Les déficits publics alimentent la dette des pays. Selon les données de l’Insee, la dette publique française totalisait 1.284,8 milliards d'euros fin 2008. Elle représentait ainsi 66,1% du PIB, un taux qui devrait atteindre 70% en 2009 alors que le Traité de Maastricht impose un maximum de 60%. La dette publique était de 1.100 milliards en 2005. Notons que, comme le rappelle le rapport de Michel Pébereau publié en 2006, ce montant ne tient pas compte de divers éléments, comme les engagements de l’Etat pour les pensions de retraite des fonctionnaires, qui se chiffrent en centaines de milliards d’euros.

Ce qui est le plus inquiétant, c’est l’évolution. La dette publique française a été multipliée par cinq à euros constants entre 1980 et 2005, soit une augmentation annuelle de 6%, à rapprocher d’un taux de croissance du PIB de 2%. Face à la crise et en dépit de ses marges de manoeuvre inexistantes, la France n’a pas pu faire autrement que de présenter un plan de relance de 26 milliards d’euros, ce qui augmentera automatiquement le déficit et, partant, la dette. Personne ne sait si ce plan suffira à faire repartir la machine alors que les interrogations sur les bilans des banques et par conséquent sur la solidité du système financier demeurent. Les réponses à ces questions conditionnent le calendrier de la reprise économique : soit la croissance rebondit à la fin 2009 soit il faut attendre 18 mois ou deux ans de plus.

Quelle que soit la durée de la crise, la France doit s’attaquer sérieusement à la réduction de la dette publique. C’est une tâche de longue haleine. Les moyens d’y parvenir ne sont pas nombreux : la cession d’actifs publics et la réduction du budget de l’Etat.

L’Etat est encore présent dans le capital de nombreuses entreprises (EDF, France Télécom, GDF-Suez, Air France, Renault, la SNCF, La Poste, etc.). Il y a là un gisement de plusieurs dizaines de milliards d’euros. Le problème politique peut être résolu par une politique de régulation plus stricte afin de garantir le service public, selon des experts. Mais il ne peut être question de vendre ces actifs à n’importe qui. La France pourrait profiter de l’occasion pour développer l’épargne longue en actions. La retraite par capitalisation, qui vient en complément de la retraite par capitalisation, ne repose pour le moment que sur l’assurance-vie. Cet instrument n’est pas suffisant pour orienter l’épargne vers l’économie productive. Des fonds de pension pourraient remplir ce rôle mais ils doivent être fortement encadrés tant la méfiance des Français est grande vis-à-vis de ce type de placement.

A-delà, la France doit faire des économies.
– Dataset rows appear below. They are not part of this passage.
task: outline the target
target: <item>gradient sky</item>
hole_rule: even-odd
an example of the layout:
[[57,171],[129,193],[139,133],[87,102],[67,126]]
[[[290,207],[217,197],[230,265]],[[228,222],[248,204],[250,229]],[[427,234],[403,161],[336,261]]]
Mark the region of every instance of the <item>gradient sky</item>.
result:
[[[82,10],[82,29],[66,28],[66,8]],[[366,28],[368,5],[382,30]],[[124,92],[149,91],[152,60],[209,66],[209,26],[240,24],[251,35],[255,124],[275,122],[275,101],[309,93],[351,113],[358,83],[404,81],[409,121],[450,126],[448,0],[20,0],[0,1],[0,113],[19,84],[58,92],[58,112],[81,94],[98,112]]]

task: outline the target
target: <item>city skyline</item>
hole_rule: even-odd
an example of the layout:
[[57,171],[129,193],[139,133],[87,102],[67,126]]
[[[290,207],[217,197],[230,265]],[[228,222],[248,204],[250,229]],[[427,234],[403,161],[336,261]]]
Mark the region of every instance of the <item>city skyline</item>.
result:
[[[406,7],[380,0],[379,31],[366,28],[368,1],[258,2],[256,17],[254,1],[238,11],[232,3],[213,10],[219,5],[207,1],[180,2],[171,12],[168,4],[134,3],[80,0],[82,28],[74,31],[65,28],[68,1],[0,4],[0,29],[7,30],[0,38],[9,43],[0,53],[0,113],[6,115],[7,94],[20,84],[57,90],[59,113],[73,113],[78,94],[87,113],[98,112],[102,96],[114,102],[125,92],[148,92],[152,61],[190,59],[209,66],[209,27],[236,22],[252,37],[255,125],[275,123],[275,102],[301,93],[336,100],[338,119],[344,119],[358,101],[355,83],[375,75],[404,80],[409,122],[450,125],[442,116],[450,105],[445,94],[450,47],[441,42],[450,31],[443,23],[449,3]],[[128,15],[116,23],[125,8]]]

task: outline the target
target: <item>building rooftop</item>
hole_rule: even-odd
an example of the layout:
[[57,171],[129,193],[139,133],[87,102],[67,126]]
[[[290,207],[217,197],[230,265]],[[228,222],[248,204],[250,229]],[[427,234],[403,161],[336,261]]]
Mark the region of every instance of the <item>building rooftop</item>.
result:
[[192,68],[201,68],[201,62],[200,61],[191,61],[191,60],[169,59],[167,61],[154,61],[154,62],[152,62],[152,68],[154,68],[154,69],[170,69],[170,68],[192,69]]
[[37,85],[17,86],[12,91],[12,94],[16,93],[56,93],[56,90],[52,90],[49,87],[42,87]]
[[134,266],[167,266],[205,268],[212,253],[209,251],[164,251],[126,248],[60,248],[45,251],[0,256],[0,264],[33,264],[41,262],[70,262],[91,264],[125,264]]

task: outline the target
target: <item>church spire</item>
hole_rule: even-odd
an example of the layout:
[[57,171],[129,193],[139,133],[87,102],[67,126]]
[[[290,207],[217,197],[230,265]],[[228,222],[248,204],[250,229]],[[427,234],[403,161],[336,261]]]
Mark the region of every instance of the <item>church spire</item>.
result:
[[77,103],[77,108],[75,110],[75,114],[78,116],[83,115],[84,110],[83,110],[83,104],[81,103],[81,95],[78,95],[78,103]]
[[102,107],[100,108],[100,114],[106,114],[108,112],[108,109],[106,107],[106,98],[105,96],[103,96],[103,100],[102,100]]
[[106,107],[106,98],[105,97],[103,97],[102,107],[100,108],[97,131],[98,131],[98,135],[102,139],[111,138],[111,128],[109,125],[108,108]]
A tous les niveaux. Un Etat doit investir massivement dans la santé et l’éducation pour le bien-être et l’avenir de sa population. Les autres dépenses peuvent être rationalisées afin de gagner en efficacité et en coût. Cela nécessite une mise à plat. C’est un processus qui doit impliquer tous les partis politiques représentés au Parlement et toutes les composantes de la société. Sans un accord général de l’ensemble des parties prenantes, il sera difficile de régler la question de la dette. Il est donc plus que temps de mobiliser tout le monde.